Xie et al. (2011) recently reported that HGF autocrine status could be the dominant determinant of c-MET signaling pathway activity. Chattopadhyay et al. (2004) showed that HGF induced proliferation of U87 human astrocytoma cells, while the proliferation of these cells was inhibited by transforming growth factor- (TGF-)-1. Furthermore, TGF--1 and other TGF- family proteins, such as bone morphogenetic proteins and activin A, inhibited HGF secretion from U87 human astrocytoma cells through transcriptional repression without inducing concomitant changes in c-MET expression. In the present study, HGF secretion was significantly reduced by brefelamide treatment. The reduction in HGF secretion from 1321N1 cells may be a critical effect of brefelamide that suppresses glioma progression. Further studies are necessary to elucidate the detailed mechanisms of brefelamide-induced inhibition of HGF secretion.

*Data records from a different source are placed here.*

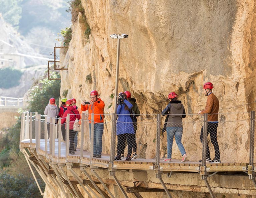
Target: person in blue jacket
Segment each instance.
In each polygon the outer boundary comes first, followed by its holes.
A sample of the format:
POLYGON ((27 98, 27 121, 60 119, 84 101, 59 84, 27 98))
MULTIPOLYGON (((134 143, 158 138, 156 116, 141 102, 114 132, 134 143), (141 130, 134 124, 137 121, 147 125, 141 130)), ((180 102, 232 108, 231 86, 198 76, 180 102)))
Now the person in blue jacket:
POLYGON ((134 135, 133 135, 134 134, 134 129, 129 109, 133 107, 133 105, 127 100, 126 95, 123 92, 119 94, 118 99, 117 110, 118 117, 116 122, 117 153, 114 159, 121 159, 121 155, 124 149, 126 140, 128 144, 128 152, 125 160, 131 161, 134 142, 133 138, 134 138, 134 135))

Recent findings have suggested several promising molecular therapeutics that specifically inhibit c-MET in gliomas. PHA665752, a highly selective c-MET inhibitor that competitively inhibits binding of ATP to the tyrosine kinase domain of c-MET, is capable of antagonizing HGF-induced migration and proliferation or survival of c-MET-expressing neuroblastoma cells (Crosswell et al. 2009). SGX523, a selective and orally bioavailable small-molecule inhibitor of c-MET kinase, inhibits c-MET, AKT, and ERK phosphorylation, cell proliferation, cell cycle progression, migration, and invasion in human glioblastoma cell lines, glioblastoma primary cells, glioblastoma stem cells, and medulloblastoma cell lines (Guessous et al. 2010). Consequently, inhibition of c-MET may be a feasible and promising approach for brain tumor therapy.

Conclusions

We have shown that brefelamide inhibited HGF-induced survival of 1321N1 human astrocytoma cells and reduced c-MET expression, HGF secretion, and ERK and AKT phosphorylation. Further studies are required to determine the precise mechanisms of c-MET and HGF inhibition. However, treatment of gliomas with brefelamide may be an effective therapeutic strategy.